AverageWhiteBloke said:


> Can you elaborate on that or link some info? New one on me! I've been using aquasafe and purigen for a while and didn't realise there could be some problems.








Don't know if this is the write link , I'm at work right now but take a look . 
Or google regeneration of Purigen and anime based dechlorinators 
 Purigen used with amine based polymer [Archive]  - Seachem Support Forums



Sent from my iPhone using Tapatalk


----------



## Andy Thurston (2 Sep 2013)

ian_m said:


> lost water for a while and when it came back after a while the water stunk of chlorine


Something similar happened at our house 2 years ago I noticed the smell of extra chlorine and dosed for a few weeks, that tank gets small water changes only has £10 worth of fish in anyway. The other large heavily stocked tank (nearly £1k worth) gets 60% change every 3 days and gets dosed with prime and I'm changing to safe or other dry dechlorinator when that runs out.


----------



## ian_m (2 Sep 2013)

AverageWhiteBloke said:


> Can you elaborate on that or link some info? New one on me! I've been using aquasafe and purigen for a while and didn't realise there could be some problems.


See here.
Seachem. Purigen

Tetra Aquasafe does contain a slime coat agent and will render Purigen useless.I know as I wanted to use Purigen but I have a cupboard full of 500ml bottles of Aquasafe, I got 3 off 500ml bottles for £20 a while back and I am just waiting till those of run out before moving to Prime dechlorinator and Purigen.

I think I read somewhere that "clogged" Purigen when regenerated goes brown (as opposed back to white) as the regenerating bleach breaks dowm the slime coat to brown hard components clogging the Purigen even more.


----------



## AverageWhiteBloke (2 Sep 2013)

Doh, I missed that meeting  I should try and get in UKAPS more often and I probably would have picked up on it at some point. Having said that, I didn't have any problems recharging last time but it's only the second time I have re-charged it. Went back white without a problem, it did need two goes though. I gave it a soak in bleach/water until the colour ran out and then a fresh bleach/water overnight followed by a good rinse and you guessed it, a rinse with water with a couple of ml of Aquasafe in supposedly to detoxify any remaining bleach.

I'm due some dechlorinator, are they any other brands that we know are safe which can be grabbed at the LFS? King British Maybe? That's always available in most LFS round me. How will I know if my Purigens ok, if it still turns from white to brown and back again can I assume that it's still doing its job?

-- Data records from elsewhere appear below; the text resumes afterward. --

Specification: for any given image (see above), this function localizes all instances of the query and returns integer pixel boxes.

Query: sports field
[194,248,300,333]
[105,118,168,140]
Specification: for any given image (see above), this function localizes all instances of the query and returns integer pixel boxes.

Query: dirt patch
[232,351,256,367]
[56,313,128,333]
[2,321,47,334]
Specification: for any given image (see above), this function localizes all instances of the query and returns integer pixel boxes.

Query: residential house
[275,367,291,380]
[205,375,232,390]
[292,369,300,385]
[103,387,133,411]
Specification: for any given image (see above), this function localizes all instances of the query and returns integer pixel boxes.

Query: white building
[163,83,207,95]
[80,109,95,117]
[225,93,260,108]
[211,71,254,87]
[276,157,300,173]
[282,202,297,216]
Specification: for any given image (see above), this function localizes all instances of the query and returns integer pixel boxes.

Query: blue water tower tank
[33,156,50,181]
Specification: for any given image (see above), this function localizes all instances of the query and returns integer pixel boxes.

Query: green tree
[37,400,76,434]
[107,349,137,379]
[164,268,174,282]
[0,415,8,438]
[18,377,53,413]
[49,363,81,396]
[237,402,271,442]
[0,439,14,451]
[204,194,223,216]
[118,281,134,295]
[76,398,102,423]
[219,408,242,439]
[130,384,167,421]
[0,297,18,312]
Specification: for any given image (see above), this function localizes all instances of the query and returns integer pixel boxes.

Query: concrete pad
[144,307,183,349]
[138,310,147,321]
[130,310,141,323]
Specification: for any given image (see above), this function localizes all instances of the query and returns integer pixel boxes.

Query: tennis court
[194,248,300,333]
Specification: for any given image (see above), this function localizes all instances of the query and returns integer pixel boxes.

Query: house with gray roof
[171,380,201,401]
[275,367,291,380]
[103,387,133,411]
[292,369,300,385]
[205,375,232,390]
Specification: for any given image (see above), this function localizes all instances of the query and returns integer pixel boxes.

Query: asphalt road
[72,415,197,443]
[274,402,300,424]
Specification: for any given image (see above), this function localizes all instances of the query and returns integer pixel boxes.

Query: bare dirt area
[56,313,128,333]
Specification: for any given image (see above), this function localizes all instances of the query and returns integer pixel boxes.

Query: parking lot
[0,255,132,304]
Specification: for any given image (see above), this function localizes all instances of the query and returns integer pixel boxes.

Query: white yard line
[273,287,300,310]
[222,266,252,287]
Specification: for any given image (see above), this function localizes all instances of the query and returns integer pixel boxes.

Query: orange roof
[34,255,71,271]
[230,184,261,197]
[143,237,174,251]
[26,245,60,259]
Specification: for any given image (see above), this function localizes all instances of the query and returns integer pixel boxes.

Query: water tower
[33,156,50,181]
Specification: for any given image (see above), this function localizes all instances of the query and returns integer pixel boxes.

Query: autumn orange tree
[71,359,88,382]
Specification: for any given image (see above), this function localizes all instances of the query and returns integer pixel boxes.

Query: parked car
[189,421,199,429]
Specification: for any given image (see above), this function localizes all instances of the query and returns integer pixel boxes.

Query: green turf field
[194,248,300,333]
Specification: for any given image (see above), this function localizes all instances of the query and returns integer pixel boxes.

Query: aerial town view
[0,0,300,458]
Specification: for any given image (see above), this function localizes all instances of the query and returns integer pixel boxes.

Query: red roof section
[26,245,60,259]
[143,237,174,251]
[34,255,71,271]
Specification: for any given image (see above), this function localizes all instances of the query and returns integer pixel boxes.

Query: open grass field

Apologies for the hijack btw


----------



## MirandaB (2 Sep 2013)

I only ever use Seachem Prime,it is more expensive initially but you need much smaller amounts than the cheaper versions so it lasts so much longer......bit like Fairy Liquid but without the bubbles


----------



## AverageWhiteBloke (2 Sep 2013)

Damn, I just got a delivery off AE this week. If I'd have knew I would have ordered some to keep delivery down. Just had a little shopping spree so I don't really need anything else at the moment. Maybe I should get some more purigen to keep on stock in case I have ruined mine. I suppose if I don't open it it will keep for when I need some.


----------